Die Formel-E fordert die Fahrer anders
Trotz der vielen Veränderungen hat Pascal Wehrlein seine erfolgreichste Saison hinter sich. Über Monate führte er die Renntabelle der Elektroautos an. Der Weltmeistertitel schien greifbar. Doch die Abstände zwischen den Formel-E-Piloten an der Spitze waren knapp. Und auch die technischen Unterschiede bei den E-Autos sind längst nicht so groß wie in der Formel 1. Wehrlein beendete die Saison auf dem 4. Platz.
Die Elektro-Rennwagen fordern die Piloten: „Man muss vorausschauend fahren und effizient, damit die Energie reicht bis zum Ziel.“ Möglich, dass die Formel E die Zukunft im Autorennsport markiert. Die Entwicklung sei rasant, beobachtet Pascal Wehrlein. Vor fünf Jahren mussten die Fahrer noch auf halber Strecke das Auto wechseln, weil die Batterie leer war.
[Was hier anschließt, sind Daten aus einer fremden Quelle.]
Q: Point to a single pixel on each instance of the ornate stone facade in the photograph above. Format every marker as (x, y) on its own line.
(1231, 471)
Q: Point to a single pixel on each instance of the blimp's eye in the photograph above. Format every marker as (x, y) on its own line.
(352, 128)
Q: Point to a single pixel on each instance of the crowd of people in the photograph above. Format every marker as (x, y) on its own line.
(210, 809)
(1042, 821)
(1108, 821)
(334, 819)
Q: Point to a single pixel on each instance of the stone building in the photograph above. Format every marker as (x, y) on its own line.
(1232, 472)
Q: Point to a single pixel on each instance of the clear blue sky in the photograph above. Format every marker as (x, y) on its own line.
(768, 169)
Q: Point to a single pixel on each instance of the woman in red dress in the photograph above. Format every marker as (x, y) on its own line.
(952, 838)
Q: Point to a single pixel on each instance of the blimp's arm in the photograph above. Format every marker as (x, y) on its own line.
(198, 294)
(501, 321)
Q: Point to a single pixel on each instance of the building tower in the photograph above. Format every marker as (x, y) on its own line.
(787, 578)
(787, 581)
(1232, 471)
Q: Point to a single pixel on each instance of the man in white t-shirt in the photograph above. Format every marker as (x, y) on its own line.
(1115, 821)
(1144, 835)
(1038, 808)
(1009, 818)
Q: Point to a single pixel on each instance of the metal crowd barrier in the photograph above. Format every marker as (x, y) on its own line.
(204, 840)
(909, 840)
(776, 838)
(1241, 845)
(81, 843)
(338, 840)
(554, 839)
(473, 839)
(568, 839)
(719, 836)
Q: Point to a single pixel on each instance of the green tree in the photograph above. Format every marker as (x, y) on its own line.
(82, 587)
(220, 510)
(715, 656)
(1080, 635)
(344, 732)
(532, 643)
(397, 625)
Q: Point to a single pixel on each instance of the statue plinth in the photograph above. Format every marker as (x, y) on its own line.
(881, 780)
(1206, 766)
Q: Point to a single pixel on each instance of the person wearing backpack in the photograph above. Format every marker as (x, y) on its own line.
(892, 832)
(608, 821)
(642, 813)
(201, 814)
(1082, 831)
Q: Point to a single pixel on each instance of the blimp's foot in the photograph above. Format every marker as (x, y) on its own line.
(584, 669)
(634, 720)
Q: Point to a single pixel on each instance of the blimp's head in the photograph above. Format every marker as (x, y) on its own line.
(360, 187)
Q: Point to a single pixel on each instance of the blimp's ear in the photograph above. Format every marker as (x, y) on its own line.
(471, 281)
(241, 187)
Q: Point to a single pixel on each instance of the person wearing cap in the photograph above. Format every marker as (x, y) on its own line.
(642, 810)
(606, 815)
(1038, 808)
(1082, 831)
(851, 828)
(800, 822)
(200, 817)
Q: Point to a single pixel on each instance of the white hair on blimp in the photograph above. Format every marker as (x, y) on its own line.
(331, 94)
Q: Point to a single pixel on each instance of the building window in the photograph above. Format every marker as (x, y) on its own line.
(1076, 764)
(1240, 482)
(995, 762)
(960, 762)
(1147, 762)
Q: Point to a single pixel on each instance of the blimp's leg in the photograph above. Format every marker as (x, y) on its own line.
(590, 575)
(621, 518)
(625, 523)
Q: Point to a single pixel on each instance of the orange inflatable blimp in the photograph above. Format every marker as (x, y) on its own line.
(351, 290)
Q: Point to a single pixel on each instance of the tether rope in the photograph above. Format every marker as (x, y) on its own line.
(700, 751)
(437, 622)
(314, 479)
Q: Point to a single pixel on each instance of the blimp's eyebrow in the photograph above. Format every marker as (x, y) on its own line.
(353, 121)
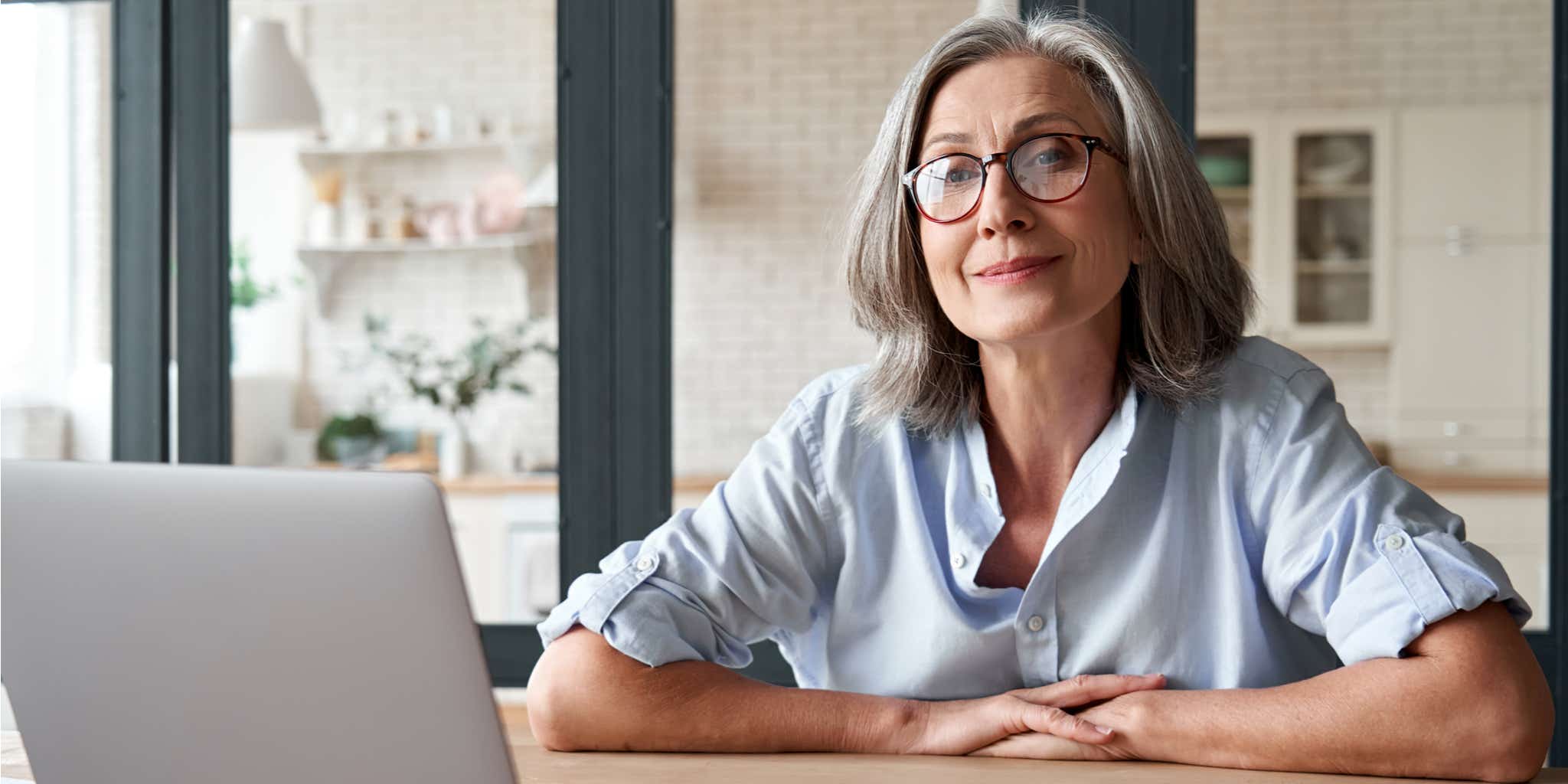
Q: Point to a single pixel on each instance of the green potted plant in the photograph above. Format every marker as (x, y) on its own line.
(456, 381)
(245, 296)
(354, 441)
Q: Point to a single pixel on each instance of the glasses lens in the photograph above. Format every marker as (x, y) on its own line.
(1051, 167)
(948, 187)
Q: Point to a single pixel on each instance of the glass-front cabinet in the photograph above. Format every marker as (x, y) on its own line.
(1307, 200)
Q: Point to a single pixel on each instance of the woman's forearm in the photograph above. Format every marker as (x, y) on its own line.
(589, 697)
(1439, 714)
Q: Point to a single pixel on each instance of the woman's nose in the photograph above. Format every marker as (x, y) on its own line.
(1002, 207)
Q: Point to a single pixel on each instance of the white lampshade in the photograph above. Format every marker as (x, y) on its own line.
(269, 88)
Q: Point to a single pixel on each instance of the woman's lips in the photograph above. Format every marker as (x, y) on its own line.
(1015, 270)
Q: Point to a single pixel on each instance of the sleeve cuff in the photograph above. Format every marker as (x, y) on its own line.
(658, 625)
(1415, 582)
(592, 598)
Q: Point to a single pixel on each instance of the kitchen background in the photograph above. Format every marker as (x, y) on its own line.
(1383, 162)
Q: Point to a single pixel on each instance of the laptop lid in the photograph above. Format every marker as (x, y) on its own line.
(212, 623)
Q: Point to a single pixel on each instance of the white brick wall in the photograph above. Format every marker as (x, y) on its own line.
(775, 107)
(776, 103)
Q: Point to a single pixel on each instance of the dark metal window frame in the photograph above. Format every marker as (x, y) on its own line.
(172, 185)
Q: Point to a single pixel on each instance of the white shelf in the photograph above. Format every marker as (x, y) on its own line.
(327, 260)
(320, 151)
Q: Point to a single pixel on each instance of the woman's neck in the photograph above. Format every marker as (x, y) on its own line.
(1047, 400)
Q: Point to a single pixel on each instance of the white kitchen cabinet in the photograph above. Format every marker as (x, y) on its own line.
(508, 549)
(1468, 368)
(1512, 526)
(1465, 345)
(1472, 175)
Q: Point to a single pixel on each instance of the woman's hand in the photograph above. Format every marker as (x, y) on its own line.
(963, 727)
(1120, 712)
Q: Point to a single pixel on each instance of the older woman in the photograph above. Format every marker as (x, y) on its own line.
(1068, 510)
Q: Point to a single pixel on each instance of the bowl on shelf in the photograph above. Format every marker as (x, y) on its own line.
(1334, 160)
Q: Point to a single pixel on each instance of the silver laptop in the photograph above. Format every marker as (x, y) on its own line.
(209, 623)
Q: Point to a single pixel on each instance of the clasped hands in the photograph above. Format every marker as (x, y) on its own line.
(1084, 717)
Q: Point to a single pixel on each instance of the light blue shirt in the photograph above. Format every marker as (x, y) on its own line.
(1249, 543)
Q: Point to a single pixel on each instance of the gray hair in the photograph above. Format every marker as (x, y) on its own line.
(1184, 308)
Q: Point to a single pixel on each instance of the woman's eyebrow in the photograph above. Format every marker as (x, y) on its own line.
(1018, 127)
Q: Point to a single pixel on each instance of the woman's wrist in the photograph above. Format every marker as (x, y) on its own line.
(894, 727)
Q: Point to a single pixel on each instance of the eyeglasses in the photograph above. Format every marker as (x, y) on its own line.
(1047, 168)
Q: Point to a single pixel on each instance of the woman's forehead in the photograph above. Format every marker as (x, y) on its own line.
(993, 100)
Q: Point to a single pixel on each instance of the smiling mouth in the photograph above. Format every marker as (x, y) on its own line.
(1015, 269)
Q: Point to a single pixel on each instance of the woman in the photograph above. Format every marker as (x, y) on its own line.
(1068, 511)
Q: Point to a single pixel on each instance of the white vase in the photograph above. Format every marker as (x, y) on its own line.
(453, 453)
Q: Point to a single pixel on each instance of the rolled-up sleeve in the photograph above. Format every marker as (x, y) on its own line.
(743, 567)
(1351, 550)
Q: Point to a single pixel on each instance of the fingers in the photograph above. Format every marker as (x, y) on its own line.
(1087, 689)
(1060, 724)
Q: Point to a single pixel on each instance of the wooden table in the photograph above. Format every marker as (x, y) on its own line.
(537, 764)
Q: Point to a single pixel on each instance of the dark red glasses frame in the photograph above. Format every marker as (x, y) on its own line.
(1090, 143)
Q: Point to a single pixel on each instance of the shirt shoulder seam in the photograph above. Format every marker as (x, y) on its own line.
(1267, 420)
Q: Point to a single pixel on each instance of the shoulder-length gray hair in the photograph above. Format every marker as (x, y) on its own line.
(1184, 306)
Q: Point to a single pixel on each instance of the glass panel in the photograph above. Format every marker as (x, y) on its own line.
(1333, 230)
(394, 248)
(1400, 211)
(764, 146)
(55, 240)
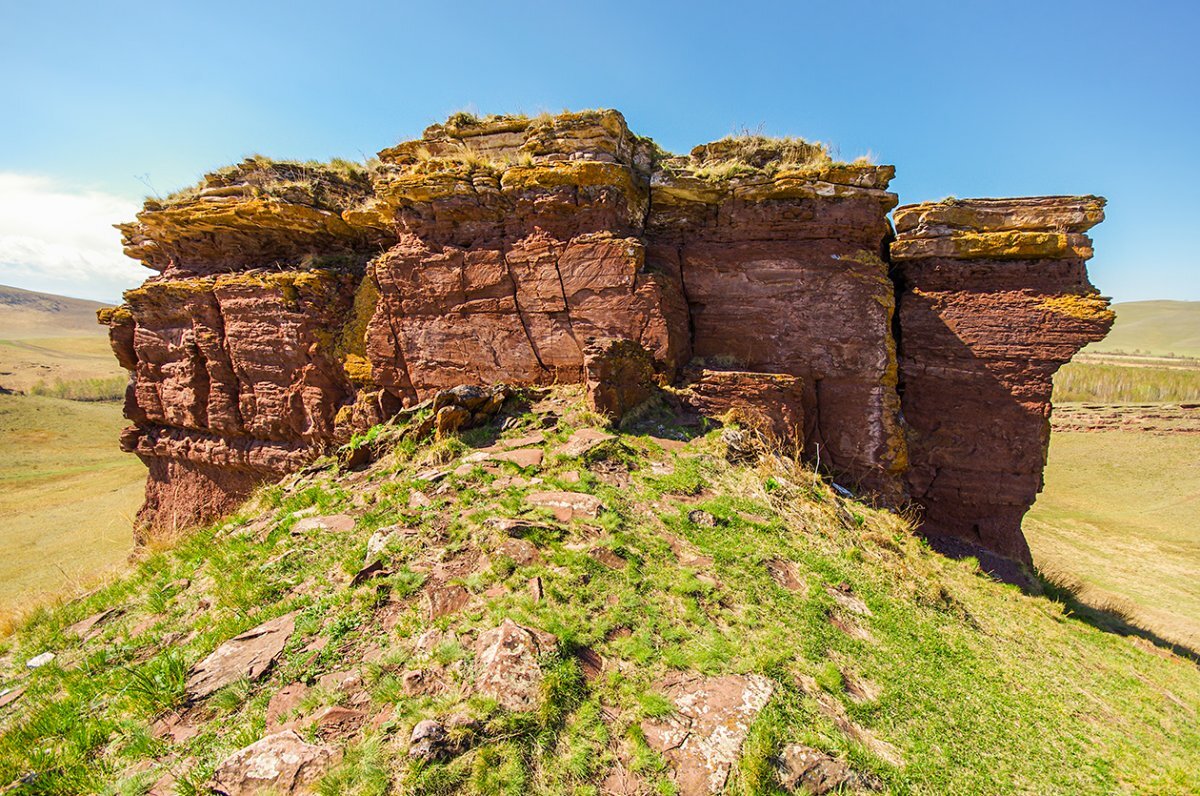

Was Pascal Wehrlein besonders gefällt, ist der Zusammenhalt zwischen den Fahrern in der Formel E. Nach dem Rennen sitze man oft noch zusammen: „Es erinnert mich an die Zeit, als ich noch Kart gefahren bin.“
Träumt er trotzdem davon, in die Formel 1, die Königsklasse, zurückzukehren? Pascal Wehrlein denkt kurz nach. Dann sagt er: „Sag niemals nie. Aber das Konzept müsste passen.“
Die Autorin arbeitet für die Thurgauer Zeitung, hier erschien der Text zuerst.